I am not sure if those encounters are the “rule” for women working in still male dominated fields, or I just happened to have bad luck. Fact is, it never crossed my mind to report it. I did not think it was something anyone else but me should deal with, and so I did. I took care of the situation – and lived with the consequences – as for every decision we take in life. I had my priories clear: my integrity came always before my job. And believe me, as a single parent I needed a job and a salary.
One of the first things putting women off reporting any sexual harassment is the fact that in most cases, there are no signs or means to prove what happened. Moreover, that applies to both victim and perpetuator.
It is, therefore, a double-edged sword. It is hard to prove it happened, but it can be equally hard to prove it did not. With a simple accusation, you can ruin someone’s career, reputation and personal life. For good.
Do not make the mistake of thinking these kind of false accusations do not happen. They do, and more often than what we would like to admit. And thanks to the Social Media, it might as well spread like wildfire.

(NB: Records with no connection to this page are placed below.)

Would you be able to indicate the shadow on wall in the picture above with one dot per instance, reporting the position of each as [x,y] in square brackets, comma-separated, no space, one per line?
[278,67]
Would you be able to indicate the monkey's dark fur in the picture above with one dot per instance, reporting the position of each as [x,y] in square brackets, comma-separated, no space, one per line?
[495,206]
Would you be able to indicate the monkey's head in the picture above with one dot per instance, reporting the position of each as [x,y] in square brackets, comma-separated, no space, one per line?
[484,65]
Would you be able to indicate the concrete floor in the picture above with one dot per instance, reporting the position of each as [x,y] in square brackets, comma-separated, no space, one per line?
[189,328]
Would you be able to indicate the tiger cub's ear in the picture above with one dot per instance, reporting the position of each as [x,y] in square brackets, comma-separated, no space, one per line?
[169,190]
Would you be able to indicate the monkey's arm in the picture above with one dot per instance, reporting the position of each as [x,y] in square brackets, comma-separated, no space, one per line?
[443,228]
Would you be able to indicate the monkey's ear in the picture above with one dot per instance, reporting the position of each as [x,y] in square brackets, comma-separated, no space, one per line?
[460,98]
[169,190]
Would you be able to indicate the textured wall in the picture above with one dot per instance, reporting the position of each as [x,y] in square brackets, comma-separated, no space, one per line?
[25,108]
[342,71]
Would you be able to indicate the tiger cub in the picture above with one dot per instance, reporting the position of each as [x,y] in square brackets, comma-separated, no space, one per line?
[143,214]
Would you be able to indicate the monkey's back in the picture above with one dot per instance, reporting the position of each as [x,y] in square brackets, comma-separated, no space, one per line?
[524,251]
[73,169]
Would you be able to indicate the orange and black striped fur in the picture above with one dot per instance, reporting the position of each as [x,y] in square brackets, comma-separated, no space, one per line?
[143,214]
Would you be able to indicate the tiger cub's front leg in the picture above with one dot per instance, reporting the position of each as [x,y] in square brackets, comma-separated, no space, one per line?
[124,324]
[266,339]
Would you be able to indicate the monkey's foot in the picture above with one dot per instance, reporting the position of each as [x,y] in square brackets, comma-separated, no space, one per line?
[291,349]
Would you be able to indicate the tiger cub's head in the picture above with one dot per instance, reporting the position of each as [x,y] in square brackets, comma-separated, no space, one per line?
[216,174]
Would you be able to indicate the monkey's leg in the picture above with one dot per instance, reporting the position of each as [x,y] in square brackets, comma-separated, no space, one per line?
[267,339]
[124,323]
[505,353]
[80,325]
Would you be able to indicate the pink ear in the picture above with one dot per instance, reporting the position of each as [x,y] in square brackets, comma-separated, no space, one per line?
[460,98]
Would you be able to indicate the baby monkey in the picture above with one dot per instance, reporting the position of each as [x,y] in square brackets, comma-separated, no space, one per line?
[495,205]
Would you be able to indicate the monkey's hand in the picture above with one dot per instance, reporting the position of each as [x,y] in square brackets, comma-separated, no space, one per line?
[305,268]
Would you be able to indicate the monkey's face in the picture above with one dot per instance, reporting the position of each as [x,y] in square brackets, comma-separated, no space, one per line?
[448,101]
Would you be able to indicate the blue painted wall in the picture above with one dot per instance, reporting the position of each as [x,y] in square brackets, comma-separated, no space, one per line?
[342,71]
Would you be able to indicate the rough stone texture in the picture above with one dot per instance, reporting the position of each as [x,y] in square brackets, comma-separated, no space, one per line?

There can be many reasons why somebody (alas mostly women) will use now this weapon as a way to protect their position or even acquire a new one. However, I am afraid this could lead to a much bigger issue. My worries – as a woman born in the sixties – are that we might will encounter a new “handicap” for receiving a job.
After all, we have been fighting for all these years … women of my generation were not easily given jobs, because they could get pregnant, generating extra hassle for the company. With what we have achieved so far, it would be now really stupid, if companies would not consider hiring women (instead of men), and when the skills are about the same, for the panic of been accused of improper conduct.
With this, I do not mean women should accept any wrong behaviour, in order to be given a job. Of course not, but I think we need to start dealing with our issues in a different way, and only bringing it to the authorities when it really is needed.
We also need to draw a line between harassment and abuse. My male colleague greets and hugs me every day when he arrives at the office, and he is not my husband, by the way. Sometimes he also tells me that he likes my outfit. I never, ever felt I was harassed in any form by his behaviour. However, one thing is for sure, if any of his gesture or words would feel wrong to me, I would say so. Directly, with no room for being misunderstood.
Women should stand straight and be fierce. If a colleague is making unwanted moves, women should be brave and make it clear that she is not interested. If a man in a higher position uses its power in order to get “favours”, a woman should stand by her integrity and refuse, and then report.
If a woman accepts an indecent proposal for fear of what might happen to her career, it only perpetuates this kind of uncivilised attitudes and behaviours. She becomes a silent, agreeing partner of that crime. Silence and acceptance will only backfire.
So do not make that mistake. Stand up, but stand up straight.